Additionally, the Productivity Commission Inquiry Report released last month identified several notable shortcomings of our $2.7 trillion superannuation system:
- While some funds consistently achieve high net returns, a significant number of products underperform, even after adjusting for differences in investment strategy.
- Evidence of excessive and unwarranted fees in the super system.
- A third of accounts are unintended multiple accounts. These erode members’ balances in unnecessary fees and insurance.
- The system offers products that meet most members’ needs, but members lack simple and salient information and impartial advice to help them find the best products.
- Not all members get value out of insurance in super. Many retirement balances are eroded by duplicate or unsuitable policies.
The report has certainly highlighted critical issues in the industry.
One of the resulting recommendations the Productivity Commission made was to dismantle the existing default system and replace it with an expert panel who would choose a ‘best in show’ shortlist of funds, however while improving the default system it could also create other issues.

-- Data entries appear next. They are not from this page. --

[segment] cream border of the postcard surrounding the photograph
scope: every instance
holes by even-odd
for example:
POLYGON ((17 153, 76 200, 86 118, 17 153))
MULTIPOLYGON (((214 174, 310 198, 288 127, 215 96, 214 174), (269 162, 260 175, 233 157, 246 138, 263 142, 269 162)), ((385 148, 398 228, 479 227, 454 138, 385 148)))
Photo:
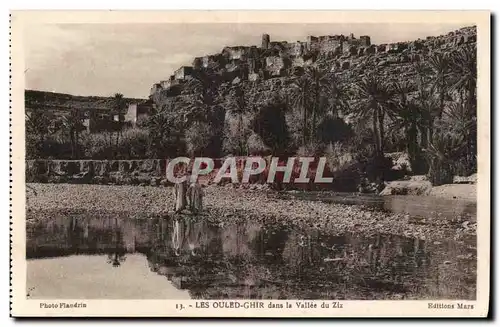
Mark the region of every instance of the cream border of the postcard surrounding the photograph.
MULTIPOLYGON (((490 289, 490 12, 488 11, 13 11, 11 12, 12 217, 11 314, 21 316, 121 317, 478 317, 486 316, 490 289), (28 300, 25 260, 24 51, 25 24, 43 23, 463 23, 477 26, 478 228, 476 301, 339 301, 342 308, 196 308, 201 301, 28 300), (85 308, 44 309, 43 302, 83 303, 85 308), (474 309, 429 309, 429 303, 473 304, 474 309), (185 309, 176 309, 182 304, 185 309), (192 307, 189 307, 191 305, 192 307)), ((243 303, 245 301, 209 301, 243 303)), ((311 301, 300 301, 307 303, 311 301)), ((322 302, 312 301, 320 306, 322 302)))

You can only trust yourself with your Super
Superannuation is politicised from both sides of government, so truly meaningful changes may only be a pipe dream.
The biggest risk Australians’ face to their superannuation is their lack of understanding of the system. In today’s busy, fast-paced world, finding the time to really sit down and understand something that seems very far-off or elusive is not exactly a top priority for most people. Unfortunately, this lack of understanding directly contributes to the foul play that is coming to light.
Getting started with protecting your Super
I cannot stress enough that you need to look after yourself and protect your Super. To get started, I would recommend these basic steps:
- Search for and combine multiple accounts. Most funds have a free search feature you can take advantage of to find out if you have multiple pockets of Super floating around.
- Add up the fees
- This can be confusing as many are tucked away or hidden. If you are struggling to find or understand these, don’t hesitate to seek help. Your Super fund or financial advisor should be more than happy to explain these to you.
- While fees have trended down over the past several decades, there are plenty of high fee products still around. As a benchmark, be wary of fees that total to over 1.5%.
- Assess performance by comparing to the appropriate benchmark. If you have a self-managed super fund (SMSF) with assets worth less than $500,000, check to see if you could be getting better returns in a regular fund.
- Be willing to make the effort to change if necessary. I often find with my clients that the biggest barrier to changing Super funds is the emotional labour of it rather than the actual act of changing over.
Understanding your Super’s performance
I was catching up with a cousin of mine who I hadn’t seen for years. He is now retired, and his retirement funds are in an industry fund from the industry he had worked in. He told me how his retirement Super ‘out-performed’ in the GFC (or, didn’t lose as much money as the others) and was one of the best performing funds there were.
“Great!” was my response. “How do you know that?”
“Well the industry fund said so and my advisor tells me” was his response.
I did some research on the fund. The performance was average, not only through the GFC but also across the entirety of the investment period. Certainly, average is fine, and much better than below average. However, does this match up with his perception of its performance?
For something as important as superannuation, I would argue that it is essential that the consumer has an accurate (and honest) understanding of their fund’s performance.
For those currently in the workforce, your Supers’ investment period will be measured by decades, not years. This means every percentage point of performance counts and whoever you are entrusting to look after your Super – the biggest asset many will ever own outside a home – needs to be up for the task. If not, I urge you to go elsewhere and keep looking.